Das dritte KTBL-Fachgespräch auf der Internationalen Grünen Woche in Berlin unterstrich abermals die Bedeutung der Forschung. Weniger die Intensität, sondern eine höhere Effizienz in der Produktion sind der Schlüssel zum Schutz des Klimas. Hierbei ist insbesondere die effiziente Nutzung und Rückführung von Nährstoffen von großer Bedeutung. Regionale Stickstoffüberschüsse in der Tierproduktion sind sowohl ein Problem für den Wasser- als auch für den Klimaschutz. Wichtig für den Erhalt von Dauergrünland ist eine nachhaltige Grünlandnutzung durch Wiederkäuer.

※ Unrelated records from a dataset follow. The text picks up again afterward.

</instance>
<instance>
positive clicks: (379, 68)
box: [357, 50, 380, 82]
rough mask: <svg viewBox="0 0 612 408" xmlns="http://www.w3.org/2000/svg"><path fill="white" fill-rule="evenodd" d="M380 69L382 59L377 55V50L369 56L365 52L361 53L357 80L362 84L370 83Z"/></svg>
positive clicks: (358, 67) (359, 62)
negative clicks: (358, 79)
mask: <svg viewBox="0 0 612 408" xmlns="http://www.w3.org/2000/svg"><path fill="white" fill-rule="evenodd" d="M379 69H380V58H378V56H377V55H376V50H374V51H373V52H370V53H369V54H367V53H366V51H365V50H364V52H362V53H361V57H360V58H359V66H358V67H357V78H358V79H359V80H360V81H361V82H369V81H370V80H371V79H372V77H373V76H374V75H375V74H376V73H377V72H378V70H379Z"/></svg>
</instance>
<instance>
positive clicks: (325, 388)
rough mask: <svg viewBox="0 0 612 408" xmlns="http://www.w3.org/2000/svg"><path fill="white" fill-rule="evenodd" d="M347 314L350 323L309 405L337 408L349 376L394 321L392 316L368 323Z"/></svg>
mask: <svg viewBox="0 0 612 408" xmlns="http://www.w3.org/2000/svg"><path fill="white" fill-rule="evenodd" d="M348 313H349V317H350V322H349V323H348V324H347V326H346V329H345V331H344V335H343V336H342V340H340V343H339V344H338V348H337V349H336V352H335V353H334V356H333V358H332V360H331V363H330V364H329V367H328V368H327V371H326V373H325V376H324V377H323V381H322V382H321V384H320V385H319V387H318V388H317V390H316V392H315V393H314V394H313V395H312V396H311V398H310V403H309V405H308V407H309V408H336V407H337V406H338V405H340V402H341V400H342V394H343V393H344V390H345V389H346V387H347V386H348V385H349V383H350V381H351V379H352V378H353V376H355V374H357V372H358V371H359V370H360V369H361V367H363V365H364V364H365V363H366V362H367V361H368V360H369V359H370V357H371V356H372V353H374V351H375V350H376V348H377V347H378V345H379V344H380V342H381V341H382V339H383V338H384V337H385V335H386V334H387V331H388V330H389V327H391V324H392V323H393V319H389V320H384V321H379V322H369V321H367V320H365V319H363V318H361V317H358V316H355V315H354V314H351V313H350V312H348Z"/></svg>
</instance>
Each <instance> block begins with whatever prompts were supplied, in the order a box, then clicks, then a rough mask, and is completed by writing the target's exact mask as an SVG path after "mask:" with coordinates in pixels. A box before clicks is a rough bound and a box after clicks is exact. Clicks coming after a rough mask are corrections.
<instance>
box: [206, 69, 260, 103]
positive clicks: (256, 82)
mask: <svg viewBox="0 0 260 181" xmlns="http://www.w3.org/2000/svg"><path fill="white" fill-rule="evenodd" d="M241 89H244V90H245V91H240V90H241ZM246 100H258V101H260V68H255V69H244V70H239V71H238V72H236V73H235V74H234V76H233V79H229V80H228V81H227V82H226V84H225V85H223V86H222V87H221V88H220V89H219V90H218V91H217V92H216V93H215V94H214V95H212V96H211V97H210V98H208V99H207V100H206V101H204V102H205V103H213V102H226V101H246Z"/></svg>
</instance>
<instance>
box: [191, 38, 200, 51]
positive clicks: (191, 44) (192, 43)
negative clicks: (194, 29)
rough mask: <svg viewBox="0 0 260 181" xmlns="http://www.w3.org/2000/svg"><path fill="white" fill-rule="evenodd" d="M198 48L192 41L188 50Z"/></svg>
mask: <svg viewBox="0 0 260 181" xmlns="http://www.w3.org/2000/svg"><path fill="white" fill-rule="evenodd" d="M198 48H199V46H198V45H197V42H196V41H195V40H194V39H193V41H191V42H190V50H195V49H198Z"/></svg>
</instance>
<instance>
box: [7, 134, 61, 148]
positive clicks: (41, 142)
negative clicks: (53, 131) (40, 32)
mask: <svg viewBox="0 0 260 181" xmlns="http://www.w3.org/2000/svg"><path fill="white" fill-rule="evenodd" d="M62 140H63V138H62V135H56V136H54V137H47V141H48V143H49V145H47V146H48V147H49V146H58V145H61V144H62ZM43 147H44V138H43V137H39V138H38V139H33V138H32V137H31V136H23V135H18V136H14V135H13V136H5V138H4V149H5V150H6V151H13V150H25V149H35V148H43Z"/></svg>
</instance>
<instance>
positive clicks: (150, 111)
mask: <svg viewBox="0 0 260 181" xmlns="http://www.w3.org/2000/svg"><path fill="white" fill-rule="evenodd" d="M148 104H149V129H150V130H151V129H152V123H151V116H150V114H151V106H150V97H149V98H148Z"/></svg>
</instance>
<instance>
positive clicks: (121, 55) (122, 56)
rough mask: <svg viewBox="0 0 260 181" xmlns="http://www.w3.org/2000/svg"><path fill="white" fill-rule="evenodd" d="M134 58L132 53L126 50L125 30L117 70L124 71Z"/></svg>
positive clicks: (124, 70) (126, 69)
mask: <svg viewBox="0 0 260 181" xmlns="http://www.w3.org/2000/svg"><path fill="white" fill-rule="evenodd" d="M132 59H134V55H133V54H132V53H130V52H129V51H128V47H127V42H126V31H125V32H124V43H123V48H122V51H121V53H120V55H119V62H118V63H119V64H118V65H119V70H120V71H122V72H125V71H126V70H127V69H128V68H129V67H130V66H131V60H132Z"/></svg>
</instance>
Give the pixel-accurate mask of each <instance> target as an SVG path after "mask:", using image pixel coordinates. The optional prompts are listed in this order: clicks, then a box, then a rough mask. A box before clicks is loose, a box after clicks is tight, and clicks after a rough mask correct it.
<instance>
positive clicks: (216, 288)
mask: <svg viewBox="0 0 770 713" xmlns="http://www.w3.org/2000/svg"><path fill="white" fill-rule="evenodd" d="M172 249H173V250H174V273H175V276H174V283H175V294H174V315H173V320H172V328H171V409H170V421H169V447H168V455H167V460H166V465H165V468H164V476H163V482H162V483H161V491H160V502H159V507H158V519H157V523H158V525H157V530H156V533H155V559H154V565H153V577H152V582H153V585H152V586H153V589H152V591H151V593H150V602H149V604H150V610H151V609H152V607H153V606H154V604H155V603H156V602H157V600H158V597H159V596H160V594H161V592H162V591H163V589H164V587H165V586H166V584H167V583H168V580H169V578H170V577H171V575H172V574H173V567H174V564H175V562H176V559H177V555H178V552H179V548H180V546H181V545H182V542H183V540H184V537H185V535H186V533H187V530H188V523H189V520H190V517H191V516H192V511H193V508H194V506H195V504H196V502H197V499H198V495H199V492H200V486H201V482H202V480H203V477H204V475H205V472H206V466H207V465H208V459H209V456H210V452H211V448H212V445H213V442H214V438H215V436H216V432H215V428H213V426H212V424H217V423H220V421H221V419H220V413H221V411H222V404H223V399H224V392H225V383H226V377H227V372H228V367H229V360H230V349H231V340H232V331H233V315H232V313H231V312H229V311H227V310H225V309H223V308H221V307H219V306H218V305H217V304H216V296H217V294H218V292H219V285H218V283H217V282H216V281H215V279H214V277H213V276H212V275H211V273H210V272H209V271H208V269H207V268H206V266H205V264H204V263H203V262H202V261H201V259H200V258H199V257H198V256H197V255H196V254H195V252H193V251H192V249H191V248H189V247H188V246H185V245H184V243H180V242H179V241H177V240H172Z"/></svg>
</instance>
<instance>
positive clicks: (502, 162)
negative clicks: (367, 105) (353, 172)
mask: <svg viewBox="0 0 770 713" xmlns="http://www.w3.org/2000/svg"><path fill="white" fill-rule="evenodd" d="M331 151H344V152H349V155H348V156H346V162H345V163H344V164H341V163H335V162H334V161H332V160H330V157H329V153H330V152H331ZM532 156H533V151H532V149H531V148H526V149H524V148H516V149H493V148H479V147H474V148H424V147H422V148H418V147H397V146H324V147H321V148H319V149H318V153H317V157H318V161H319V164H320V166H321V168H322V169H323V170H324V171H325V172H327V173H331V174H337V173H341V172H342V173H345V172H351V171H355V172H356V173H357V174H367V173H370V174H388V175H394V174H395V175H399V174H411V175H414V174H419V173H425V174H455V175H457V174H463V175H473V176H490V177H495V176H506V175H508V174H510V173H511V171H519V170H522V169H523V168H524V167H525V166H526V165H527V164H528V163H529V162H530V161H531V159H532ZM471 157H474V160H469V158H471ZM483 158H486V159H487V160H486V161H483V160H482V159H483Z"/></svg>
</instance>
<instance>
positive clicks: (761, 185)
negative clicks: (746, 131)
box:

Wirtschaftsdünger, wie z.B. Gülle, lassen sich wirkungsvoll zur Erzeugung von Biogas verwenden und hierdurch Emissionen aus der Lagerung vermeiden und gleichzeitig Strom und Wärme erzeugen. Deutlich wurde auch, dass der Landwirt nicht mit der Forderung nach Optimierung vieler Einzelaspekte überfordert werden darf. Er ist, wie es in der Diskussion formuliert wurde, ein „Zehnkämpfer“, der nicht auf allen Gebieten Spitzenleistungen bringen kann, sondern dessen Summe an Leistungen zählt. Zu diesen gehören neben dem Klimaschutz auch Aspekte des Tierschutzes, der Biodiversität, des Gewässerschutzes, der Erhalt der Kulturlandschaft und nicht zuletzt der sozialen Strukturen und Wettbewerbsfähigkeit.
Hier gilt es Zielkonflikte zu identifizieren, Synergien zu nutzen und Lösungsansätze zu erarbeiten. Das KTBL ist davon überzeugt, dass die Themen Klimaschutz und Nachhaltigkeit in der Landwirtschaft auch in den kommenden Jahren nicht an Brisanz verlieren werden. Auch über das Fachgespräch hinaus wird das KTBL diese Themen intensiv begleiten.